Besides the clove EO (which is a notoriously naughty accelerator), I believe the clay you added to this particular batch may also have played role in how fast things moved, due to it's super absorbency powers- especially in light of the fact that you were basically adding a severely reduced amount of liquid to your oils at first (before adding the wine). I'm thinking the absorbent clay sucked some of that water into itself, in effect increasing your lye concentration (the higher the lye concentration added to ones oils, the quicker the soap batter will come to thick trace).

The white dots look like classic stearic spots to me.


IrishLass :)

not going to lye, but what is stearic spots?

When using clove I usually keep it around 2-3% since it is a potential irritant. Knowing me that is unusual for me since I even use peppermint at 6%, but I have a healthy respect for clove and cinnamon in soap

Yes, I am redoing my blend. I already started testing a new eo blend.
 
not going to lye, but what is stearic spots?

:lol: Stearic spots are blotches of stearic acid from your fats that precipitate out of the mass of melted oils/fats when the soap batter doesn't stay warm enough in order for the steric to stay in melted solution long enough for the lye to be able to react with it so that it saponifies homogenously with the other fatty acids. Whew- that was a mouthful, and that's no lye! ;)


IrishLass :)
 
:lol: Stearic spots are blotches of stearic acid from your fats that precipitate out of the mass of melted oils/fats when the soap batter doesn't stay warm enough in order for the steric to stay in melted solution long enough for the lye to be able to react with it so that it saponifies homogenously with the other fatty acids. Whew- that was a mouthful, and that's no lye! ;)


IrishLass :)

Good to know you'r not a lye-er!:lolno:
 
:lol: Stearic spots are blotches of stearic acid from your fats that precipitate out of the mass of melted oils/fats when the soap batter doesn't stay warm enough in order for the steric to stay in melted solution long enough for the lye to be able to react with it so that it saponifies homogenously with the other fatty acids. Whew- that was a mouthful, and that's no lye! ;)


IrishLass :)

does that make the soap bad, will it hurt some one?
 
Stearic spots annoy me so I usually soap my oils and lye about 110F. I find that usually keeps them at bay but there are times they show themselves anyway. Usually it's with a badly behaved FO.:evil:
 
Stearic spots annoy me so I usually soap my oils and lye about 110F. I find that usually keeps them at bay but there are times they show themselves anyway. Usually it's with a badly behaved FO.:evil:

This is a first all the way around. I have never had them, I knew that my oils were cold, didn't believe it mattered. Will be watching for that.
 
This is a first all the way around. I have never had them, I knew that my oils were cold, didn't believe it mattered. Will be watching for that.

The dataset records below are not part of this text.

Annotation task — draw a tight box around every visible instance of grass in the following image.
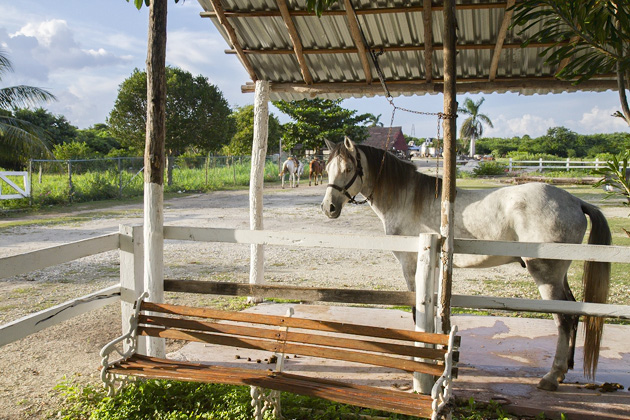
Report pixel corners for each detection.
[48,380,545,420]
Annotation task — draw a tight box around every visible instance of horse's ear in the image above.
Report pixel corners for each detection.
[343,136,354,152]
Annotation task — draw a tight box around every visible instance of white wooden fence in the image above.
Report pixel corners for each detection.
[0,226,630,360]
[508,158,606,172]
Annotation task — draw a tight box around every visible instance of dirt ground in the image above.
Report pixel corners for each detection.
[0,182,627,419]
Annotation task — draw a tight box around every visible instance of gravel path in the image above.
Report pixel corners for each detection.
[0,184,627,419]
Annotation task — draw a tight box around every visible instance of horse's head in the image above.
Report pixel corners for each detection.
[322,137,363,219]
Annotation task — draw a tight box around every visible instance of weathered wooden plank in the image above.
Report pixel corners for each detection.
[164,226,418,252]
[455,239,630,263]
[142,302,448,345]
[138,327,444,376]
[140,315,446,361]
[164,279,415,306]
[0,284,120,347]
[452,295,630,319]
[0,233,120,278]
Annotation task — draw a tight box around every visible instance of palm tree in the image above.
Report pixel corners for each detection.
[457,98,494,156]
[0,49,57,159]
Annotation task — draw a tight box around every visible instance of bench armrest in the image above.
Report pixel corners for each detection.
[431,325,457,420]
[100,292,149,395]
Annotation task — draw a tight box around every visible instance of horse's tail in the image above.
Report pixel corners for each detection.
[582,202,612,379]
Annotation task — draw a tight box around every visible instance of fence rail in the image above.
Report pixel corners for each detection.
[508,158,606,172]
[0,226,630,346]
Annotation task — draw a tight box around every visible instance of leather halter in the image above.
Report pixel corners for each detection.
[327,150,371,204]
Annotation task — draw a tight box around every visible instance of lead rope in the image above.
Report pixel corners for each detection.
[349,0,457,204]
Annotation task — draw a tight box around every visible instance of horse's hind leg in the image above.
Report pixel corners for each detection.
[525,259,577,391]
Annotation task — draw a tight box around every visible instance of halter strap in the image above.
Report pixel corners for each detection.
[328,150,372,204]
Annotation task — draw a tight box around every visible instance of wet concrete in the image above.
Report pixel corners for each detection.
[169,304,630,420]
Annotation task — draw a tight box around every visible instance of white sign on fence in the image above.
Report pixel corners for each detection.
[0,172,31,200]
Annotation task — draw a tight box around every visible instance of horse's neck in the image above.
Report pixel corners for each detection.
[361,155,440,235]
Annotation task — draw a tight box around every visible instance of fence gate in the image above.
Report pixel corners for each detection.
[0,172,31,200]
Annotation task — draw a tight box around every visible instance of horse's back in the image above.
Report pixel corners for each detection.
[456,183,587,243]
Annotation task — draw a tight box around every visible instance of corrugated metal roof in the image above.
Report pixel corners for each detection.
[198,0,615,100]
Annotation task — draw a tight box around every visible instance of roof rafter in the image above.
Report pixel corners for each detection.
[225,42,565,55]
[200,1,507,18]
[343,0,372,84]
[488,0,516,82]
[422,0,433,83]
[276,0,313,85]
[241,77,617,96]
[210,0,258,81]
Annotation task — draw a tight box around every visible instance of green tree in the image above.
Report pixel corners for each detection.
[108,67,235,185]
[223,105,282,156]
[0,49,56,167]
[457,98,493,156]
[274,98,373,150]
[76,123,120,156]
[512,0,630,125]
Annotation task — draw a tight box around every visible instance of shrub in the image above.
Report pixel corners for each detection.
[473,162,507,176]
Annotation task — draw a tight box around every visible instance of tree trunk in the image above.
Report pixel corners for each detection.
[439,0,457,334]
[144,0,167,357]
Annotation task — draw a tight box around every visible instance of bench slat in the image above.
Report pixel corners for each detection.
[138,327,444,376]
[139,315,446,362]
[141,302,448,346]
[110,355,432,417]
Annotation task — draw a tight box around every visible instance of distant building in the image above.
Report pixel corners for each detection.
[362,127,409,156]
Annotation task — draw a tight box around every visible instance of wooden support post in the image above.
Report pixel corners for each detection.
[249,80,269,302]
[144,0,167,357]
[413,233,439,394]
[119,225,147,355]
[439,0,457,334]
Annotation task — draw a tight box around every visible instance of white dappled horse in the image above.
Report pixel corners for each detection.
[322,138,611,390]
[280,157,304,188]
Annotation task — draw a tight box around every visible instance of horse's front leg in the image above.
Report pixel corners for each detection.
[525,259,578,391]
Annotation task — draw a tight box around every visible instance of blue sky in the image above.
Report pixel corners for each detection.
[0,0,629,137]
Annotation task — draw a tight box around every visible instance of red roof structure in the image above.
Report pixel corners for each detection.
[362,127,407,152]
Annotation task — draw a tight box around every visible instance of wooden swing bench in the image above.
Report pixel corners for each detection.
[101,295,460,419]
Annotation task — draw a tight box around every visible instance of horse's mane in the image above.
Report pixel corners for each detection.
[329,143,442,204]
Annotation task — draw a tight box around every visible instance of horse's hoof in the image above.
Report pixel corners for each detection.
[538,378,558,391]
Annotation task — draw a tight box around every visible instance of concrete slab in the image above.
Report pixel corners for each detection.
[169,304,630,420]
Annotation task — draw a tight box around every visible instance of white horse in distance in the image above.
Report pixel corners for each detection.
[279,157,304,188]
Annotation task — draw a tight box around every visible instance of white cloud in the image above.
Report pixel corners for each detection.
[6,19,126,75]
[484,114,557,137]
[574,106,628,133]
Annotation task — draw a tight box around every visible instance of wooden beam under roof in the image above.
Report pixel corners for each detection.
[241,76,617,97]
[343,0,372,84]
[200,1,507,18]
[488,0,516,82]
[276,0,313,85]
[225,42,565,55]
[210,0,258,81]
[422,0,433,83]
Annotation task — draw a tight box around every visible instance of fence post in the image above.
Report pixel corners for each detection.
[118,156,123,200]
[413,233,440,394]
[28,159,33,207]
[118,225,147,355]
[68,159,74,203]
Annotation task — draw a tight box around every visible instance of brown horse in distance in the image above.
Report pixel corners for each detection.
[308,157,324,186]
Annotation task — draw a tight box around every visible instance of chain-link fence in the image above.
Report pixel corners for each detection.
[14,156,278,207]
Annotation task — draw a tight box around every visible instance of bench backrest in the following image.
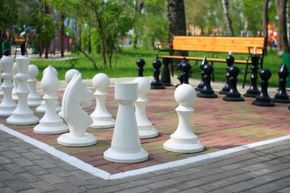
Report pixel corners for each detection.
[173,36,264,54]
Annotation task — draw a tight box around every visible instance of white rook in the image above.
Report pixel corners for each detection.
[163,84,204,153]
[0,56,16,116]
[91,73,115,128]
[134,77,158,138]
[33,66,68,134]
[27,64,41,107]
[7,56,38,125]
[104,82,148,163]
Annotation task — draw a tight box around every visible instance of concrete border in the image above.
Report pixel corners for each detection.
[0,124,290,180]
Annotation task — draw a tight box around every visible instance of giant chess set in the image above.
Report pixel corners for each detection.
[0,52,289,176]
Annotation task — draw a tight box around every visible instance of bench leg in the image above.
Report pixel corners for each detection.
[211,62,215,82]
[243,63,249,88]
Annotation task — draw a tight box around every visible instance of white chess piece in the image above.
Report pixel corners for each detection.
[134,77,158,139]
[163,84,204,153]
[0,56,16,116]
[104,82,148,163]
[90,73,115,128]
[33,66,68,134]
[27,64,41,107]
[7,56,38,125]
[35,66,61,113]
[57,74,97,146]
[12,62,18,101]
[64,69,80,83]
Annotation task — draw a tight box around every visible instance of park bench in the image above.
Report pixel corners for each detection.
[156,36,264,87]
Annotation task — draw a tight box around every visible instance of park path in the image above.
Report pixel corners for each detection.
[0,131,290,193]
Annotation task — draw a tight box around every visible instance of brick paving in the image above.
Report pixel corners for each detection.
[0,77,290,193]
[0,131,290,193]
[0,78,290,174]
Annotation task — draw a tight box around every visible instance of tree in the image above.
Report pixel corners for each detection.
[263,0,269,54]
[0,0,19,58]
[167,0,186,42]
[46,0,134,69]
[167,0,188,56]
[276,0,290,52]
[221,0,234,36]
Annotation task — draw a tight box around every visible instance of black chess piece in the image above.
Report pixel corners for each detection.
[219,53,235,94]
[136,58,146,77]
[20,41,26,56]
[223,66,245,102]
[151,59,165,89]
[177,58,191,84]
[195,57,208,91]
[273,64,290,103]
[197,64,217,98]
[252,69,275,106]
[161,58,173,86]
[244,54,261,97]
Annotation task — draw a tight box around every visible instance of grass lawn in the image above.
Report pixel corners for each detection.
[31,48,282,86]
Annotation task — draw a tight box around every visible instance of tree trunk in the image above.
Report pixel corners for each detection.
[221,0,234,36]
[276,0,290,54]
[0,30,3,58]
[167,0,188,56]
[263,0,269,55]
[60,14,64,57]
[133,0,144,48]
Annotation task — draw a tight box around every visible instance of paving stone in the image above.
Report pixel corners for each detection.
[19,189,40,193]
[5,179,33,192]
[0,170,15,182]
[13,158,33,167]
[2,163,25,174]
[0,156,11,165]
[24,165,48,175]
[32,160,55,169]
[0,187,16,193]
[56,182,86,193]
[30,181,57,192]
[39,174,65,184]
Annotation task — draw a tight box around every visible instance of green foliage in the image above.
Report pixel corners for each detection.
[138,0,169,46]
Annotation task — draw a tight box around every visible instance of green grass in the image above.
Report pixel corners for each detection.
[31,48,282,86]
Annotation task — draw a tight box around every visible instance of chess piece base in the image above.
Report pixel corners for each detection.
[7,113,39,125]
[252,97,275,107]
[223,96,245,102]
[35,103,61,113]
[273,95,290,103]
[197,92,217,98]
[0,105,16,116]
[27,98,41,107]
[243,90,261,98]
[104,148,149,163]
[163,138,204,153]
[33,120,68,134]
[90,117,115,129]
[151,82,165,89]
[163,82,173,86]
[57,133,97,147]
[138,125,159,139]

I'm not a RT soaper because I use PO as opposed to lard or tallow. Since I've never used lard or tallow I can't speak to those but from what I've read and personal experience, the stearic spots appear if the palm is too cool. It's made a big difference for me soaping warmer when I use PO. I recently purchased a bit of PKO to experiment with so will probably soap warmer with that too.
 
I just made wine soap today. I simmered the wine for 8 minutes last night, then froze in an ice cube tray. Today I added the lye to the frozen wine (NO added water) then added to my oils. Even with color and fragrance I had no acceleration or seizing. Nice trace and was able to separate into 2 batches - one I added TO and the other I added a mixture of micas to get a burgundy color. So somehow, you may have mismeasured something, because mine was very forgiving. So sorry you had such a hard time with yours. This was the first time I ever made wine soap! Forgot - I also made my soap at room temperature.